FINGERPRINT scanning is being rolled out across the vast majority of high schools in Scotland’s capital in a bid to make it easier for pupils to pay for lunch.

Almost three-quarters of Edinburgh's state-run secondaries are bringing in “biometric” technology to allow pupils to pay for meals without needing cash or a card.

The system is already in place at 15 out of the city’s 23 high schools – with two more set to introduce fingerprint scanning in the coming months.

But campaigners have raised concerns it “normalises high-tech surveillance” among children and young people at a time when they are already increasingly monitored.

Jennifer Krueckeberg, lead researcher at civil liberties group Big Brother Watch, said it was “alarming to see that more and more Scottish schools are introducing biometric fingerprint checks despite the well-known risks".

She said: “Putting young children through biometric identity checks just to give out lunches normalises high-tech surveillance from a very young age.

“We need to urgently re-evaluate whether lifting administrative burdens is worth creating an environment where young people’s behaviour is constantly tracked and monitored – from what they’re eating to what their favourite library books are.”

Fingerprint scanning has become increasingly common in schools across the UK in recent years, with education bosses insisting the system is safer and easier.

But it is still relatively rare in Scotland, with Aberdeen, Dundee and Glasgow all confirming they are yet to roll out the technology in schools.

Todholm Primary in Paisley became the first in the world to allow pupils to pay for lunch by having their palms scanned in 2006.

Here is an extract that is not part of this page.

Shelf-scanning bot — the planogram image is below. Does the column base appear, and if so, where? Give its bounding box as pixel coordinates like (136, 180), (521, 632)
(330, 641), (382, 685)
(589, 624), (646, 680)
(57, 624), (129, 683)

And in 2016, the new Portobello High School became the first secondary in Edinburgh to enable students to pay for lunch and snacks using only a fingerprint.

All but six of the city’s high schools have now followed suit, or are just about to – with the remaining campuses considering a similar move once their current catering contracts have expired.

Edinburgh Council’s privacy impact assessment – released under Freedom of Information laws – reveals the new system uses “biometric fingerprint data points”.

If pupils do not want to sign up, they can use a personal, six-digit PIN code instead. However at Portobello, only seven of around 1,400 students have opted out.

Parents can prevent their children taking part, and bosses insist no one from outside the school can access or view the information.

CRB Cunninghams, the firm behind the innovation, said only data points are stored on the database, with no fingerprint images recorded. It adds that these data points could not be used to “reconstruct” a useable fingerprint, while data is only held until pupils leave school.

Schools in England were banned in 2012 from taking fingerprints or other biometric data from children without their parents’ permission. No such rule applies in Scotland, although official guidance states pupils and parents should be consulted, and their wishes respected.

But Scottish Liberal Democrat justice spokesperson Liam McArthur MSP said an independent advisory group had recently warned “that the increasing prevalence of biometric systems shouldn't lead us to assume they are infallible”.

He said: "Biometric data is very powerful and there must be no scope for misuse or it falling into the wrong hands.

"Parental consent is essential and there should also be alternatives for those who don't wish to take part in such systems."

An Edinburgh Council spokesman said: “The use of fingerprint recognition for school meals is beneficial for the pupils and catering staff as it’s easier to use, speeds up the service at the tills and takes away the risk of pupils losing their lunch payment cards.

“Feedback from pupils has been positive and we now have 15 secondary schools using the system with more expected to follow in the coming months.”